California-based oil company Chevron today announced earnings of $5.7 billion ($2.98 per share – diluted) for second quarter 2014, compared with $5.4 billion ($2.77 per share – diluted) in the 2013 second quarter.

Foreign currency effects decreased earnings in the 2014 quarter by $232 million, compared with an increase of $302 million a year earlier. Sales and other operating revenues in second quarter 2014 were $56 billion, compared to $55 billion in the year-ago period.

“Our second quarter earnings and cash flow were solid,” said Chairman and CEO John Watson. “Current quarter earnings reflected stronger market conditions for crude oil, although some of these benefits were offset by lower production volumes as a result of planned maintenance activity at Tengizchevroil in Kazakhstan. Gains on asset sales also contributed to our results, as we completed important sales under our three-year divestment program.”

Watson added: “We continue to make significant progress on our major capital projects which are expected to underpin a 20 percent increase in production by 2017 and enable significant growth in our cash flows. In the deepwater Gulf of Mexico, our production is expected to benefit in the near-term from start-up of the Jack/St. Malo Project later this year and the Big Foot Project in 2015. In Australia, our Gorgon and Wheatstone LNG projects continue to reach important interim milestones. Gorgon remains on track for expected start-up in mid-2015. We are also advancing the development of our liquids-rich, unconventional properties in the United States, Canada and Argentina.”

Production down

The company’s net oil-equivalent production was 2.55 million barrels per day in second quarter 2014, down from 2.58 million barrels per day in the 2013 second quarter. Chevron explained that production increases from project ramp-ups in the United States, Nigeria, Brazil and Argentina were more than offset by price and other production entitlement effects in several locations, normal field declines, and maintenance-related downtime at Tengizchevroil in Kazakhstan.

Chevron’s capital and exploratory expenditures in the first six months of 2014 were $19.6 billion, compared with $18.3 billion in the corresponding 2013 period.
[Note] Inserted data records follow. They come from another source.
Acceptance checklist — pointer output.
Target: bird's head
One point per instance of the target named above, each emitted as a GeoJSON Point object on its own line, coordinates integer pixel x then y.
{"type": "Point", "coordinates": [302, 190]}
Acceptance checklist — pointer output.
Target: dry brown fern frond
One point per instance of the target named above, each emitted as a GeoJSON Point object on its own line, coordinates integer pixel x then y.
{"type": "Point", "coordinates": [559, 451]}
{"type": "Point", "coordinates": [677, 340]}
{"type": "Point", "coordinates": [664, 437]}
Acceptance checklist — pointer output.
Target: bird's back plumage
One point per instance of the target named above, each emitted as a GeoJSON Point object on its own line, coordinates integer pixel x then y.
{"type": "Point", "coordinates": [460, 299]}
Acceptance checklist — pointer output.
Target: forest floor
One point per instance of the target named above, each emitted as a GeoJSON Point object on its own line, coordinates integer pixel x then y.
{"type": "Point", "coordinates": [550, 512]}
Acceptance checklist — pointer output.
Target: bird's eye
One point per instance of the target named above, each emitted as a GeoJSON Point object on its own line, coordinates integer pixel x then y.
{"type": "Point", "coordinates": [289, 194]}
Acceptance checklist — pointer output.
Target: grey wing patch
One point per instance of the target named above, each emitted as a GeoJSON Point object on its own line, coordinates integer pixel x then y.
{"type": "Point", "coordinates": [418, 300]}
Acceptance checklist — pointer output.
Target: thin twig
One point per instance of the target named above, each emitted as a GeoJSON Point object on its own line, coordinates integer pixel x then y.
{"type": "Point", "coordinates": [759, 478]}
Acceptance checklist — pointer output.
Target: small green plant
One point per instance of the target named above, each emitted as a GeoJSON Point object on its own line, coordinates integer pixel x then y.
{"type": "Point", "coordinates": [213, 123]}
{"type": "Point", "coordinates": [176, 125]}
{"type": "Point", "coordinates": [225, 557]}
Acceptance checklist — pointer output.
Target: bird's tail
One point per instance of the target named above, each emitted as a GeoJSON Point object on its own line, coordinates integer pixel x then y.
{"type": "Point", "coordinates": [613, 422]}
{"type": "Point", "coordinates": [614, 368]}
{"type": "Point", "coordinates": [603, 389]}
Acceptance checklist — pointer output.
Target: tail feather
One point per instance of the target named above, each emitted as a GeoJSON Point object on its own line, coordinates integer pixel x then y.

The amounts included $1.5 billion in 2014 and $1.1 billion in 2013 for the company’s share of expenditures by affiliates, which did not require cash outlays by the company. Work progressed during 2014 on a number of major capital projects, including the Gorgon and Wheatstone LNG projects in Australia and the Jack/St. Malo and Big Foot projects in the deepwater Gulf of Mexico. Expenditures for upstream represented 93 percent of the companywide total in the first six months of 2014.